The Light of Paris(24)
“Huh. Well, if anyone could tell you in a polite way that you’re ruining the neighborhood, it would be my mother.”
“So I’ll extend the invitation to you instead. You should come to dinner sometime. My treat.”
“That’s a very kind offer,” I said politely, but my stomach, hearing the suggestion of food, growled again quite rudely.
“You should get back to your strawberries,” he said, nodding at my impromptu basket.
“You should get back to your lurking.”
“Can’t lurk all day if you don’t start in the morning,” he said, with such genuine cheerfulness that I couldn’t help but laugh. “Nice to meet you, Madeleine.”
“Likewise.”
Trying to keep from exposing myself in my flimsy boxer shorts, I took a few steps backward, the earth yielding gently beneath me. How long had it been since I had felt the ground beneath my bare feet? It was delicious and made me feel oddly like weeping. When Henry went back to his work, I turned and began to walk toward the house, looking up at its sprawl, the empty windows winking back at me in the sun.
It had always been my destiny to have a big house like this, filled with antiques and enough furniture for dinner parties and enough lawn space to host a fundraiser. It was what everyone I had gone to school with was doing; my mother sent me casually remonstrative pages from the Magnolia Providence-Journal and Magnolia Style, in which the girls I had once known, now women, were photographed hosting luncheons at their home with distinguished guests.
But I didn’t want a house like this. I felt lost in our condo, which was not even a quarter as big, and still more than we required. I dreaded the day Phillip would announce we were going to move to the suburbs and I would have to hire a housekeeper and a gardener, a pool service. I far preferred a life I didn’t need assistance to maintain.
I finished eating the strawberries and tossed the hulls in an oversized planter by the French doors leading into the living room. Inside, the house was still. “Mother?” I called.
“Good, you’re awake.” My mother came bustling into the kitchen, carrying her purse and a stack of papers. Of course, I was still in my pajamas with sleep in my eyes and my hair standing on end, while my mother, who had probably been up since five, had her hair and makeup perfectly done and was armored in a pair of charcoal-gray slacks, a lavender cardigan, and a scarf knotted neatly around her neck like an air hostess.
“Sentient, even.”
Unlike Henry, my mother was practiced at ignoring my wit. “You should get dressed. I’ve got to run some errands and drop these papers off before lunch.”
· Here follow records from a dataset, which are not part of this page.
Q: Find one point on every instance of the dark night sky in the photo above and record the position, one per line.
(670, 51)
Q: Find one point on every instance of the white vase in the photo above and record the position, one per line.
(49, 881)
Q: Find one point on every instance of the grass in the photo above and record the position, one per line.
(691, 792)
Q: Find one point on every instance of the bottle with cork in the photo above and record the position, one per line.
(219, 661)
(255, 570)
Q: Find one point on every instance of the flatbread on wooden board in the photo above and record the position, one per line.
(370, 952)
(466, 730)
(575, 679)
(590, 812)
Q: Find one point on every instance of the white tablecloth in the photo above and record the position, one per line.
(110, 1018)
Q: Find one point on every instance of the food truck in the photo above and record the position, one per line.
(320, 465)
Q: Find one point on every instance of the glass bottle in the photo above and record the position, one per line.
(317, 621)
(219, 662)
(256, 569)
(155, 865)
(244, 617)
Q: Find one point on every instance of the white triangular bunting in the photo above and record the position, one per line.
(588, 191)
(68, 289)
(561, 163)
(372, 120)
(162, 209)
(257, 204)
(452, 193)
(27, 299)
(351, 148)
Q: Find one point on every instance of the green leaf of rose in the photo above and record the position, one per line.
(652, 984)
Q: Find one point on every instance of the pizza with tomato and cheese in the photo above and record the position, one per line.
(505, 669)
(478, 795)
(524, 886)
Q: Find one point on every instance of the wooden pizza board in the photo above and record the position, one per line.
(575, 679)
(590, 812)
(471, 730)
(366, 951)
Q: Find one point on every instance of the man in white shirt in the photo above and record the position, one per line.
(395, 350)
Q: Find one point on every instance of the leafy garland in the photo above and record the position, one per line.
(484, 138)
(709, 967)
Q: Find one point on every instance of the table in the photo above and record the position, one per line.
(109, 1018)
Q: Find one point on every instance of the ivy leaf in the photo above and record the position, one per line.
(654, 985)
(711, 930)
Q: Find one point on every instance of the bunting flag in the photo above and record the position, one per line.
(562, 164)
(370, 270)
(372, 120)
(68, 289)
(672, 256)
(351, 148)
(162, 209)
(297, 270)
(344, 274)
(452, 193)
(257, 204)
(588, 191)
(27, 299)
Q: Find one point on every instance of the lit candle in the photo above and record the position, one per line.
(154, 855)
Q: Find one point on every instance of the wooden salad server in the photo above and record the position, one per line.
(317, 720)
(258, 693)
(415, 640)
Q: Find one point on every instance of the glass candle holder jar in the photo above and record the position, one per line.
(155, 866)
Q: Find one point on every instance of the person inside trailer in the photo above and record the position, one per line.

I braced slightly. “What lunch? I haven’t even eaten breakfast.”
“Well, you’ll be eating lunch soon, so don’t worry about it.”
“No, I mean, where are we eating lunch?”
“There’s a speaker at the Ladies Association. You can see all your old friends—Ashley Hathaway is introducing—I don’t know why you never make the effort to see those girls when you’re in town.”
Ashley and I had gone to Country Day together every year since pre-kindergarten, and for every single one of those years, she had been both my friend and my nemesis. She was the daughter my mother would have preferred, and the girl I would rather have been. She was delicate and petite, with smooth blond hair as perfect in humid July as in damp December. At our debut, she’d been escorted by a third cousin of some sort, who happened to be a supporting actor on a television drama. While I can’t recall her ever being mean to me, exactly, there was something about being around her that felt like sucking on a copper penny.
“What if I don’t want to go?” I asked.
“That’s not an option,” she said.
I pictured the luncheon at the Ladies Association. I pictured the clothing I didn’t want to wear and the people I didn’t want to say hello to. They would ask how I had been and wonder where my handsome husband was, and I’d spend yet another meal wishing I were eating a hamburger instead of pretending I was too full for a salad.
But my mother’s expression made it clear I was going. “Fine,” I said. What I really wanted to do was eat strawberry jam straight out of the jar without even closing the refrigerator door, and then get back into bed and read some more of my grandmother’s journals, but clearly that was not going to happen.
“It starts at eleven. You should get your skates on.”
“Sure.” I took the card and headed upstairs.
“And don’t forget to comb your hair,” my mother called after me. I rolled my eyes.
Yes, my mother was hypercritical, but I was an endless disappointment to her. She had wanted a specific kind of daughter, pretty and petite and soft-spoken, someone to shop with, to show off at Ladies Association meetings. And I had failed her on every front. When I had looked at the girls across the cotillion tables, girls my mother would have chosen over me a thousand times, my heart had ached to be one of them. And, to be completely honest, it still did. If you had told me I had three wishes, I would have spent them all turning into the woman my mother wanted me to be. The woman Phillip had thought he was marrying. Maybe then we would all be happier.
Upstairs, I flipped through everything I had brought, wondering what I had been thinking when I was packing. Finally I settled on a light wool dress in soft rose pink. I had a gray cardigan to cover the cap sleeves, and a pair of pearl earrings, and though the outfit was a little warm for the day, I thought I looked appropriately costumed, as though I might actually belong.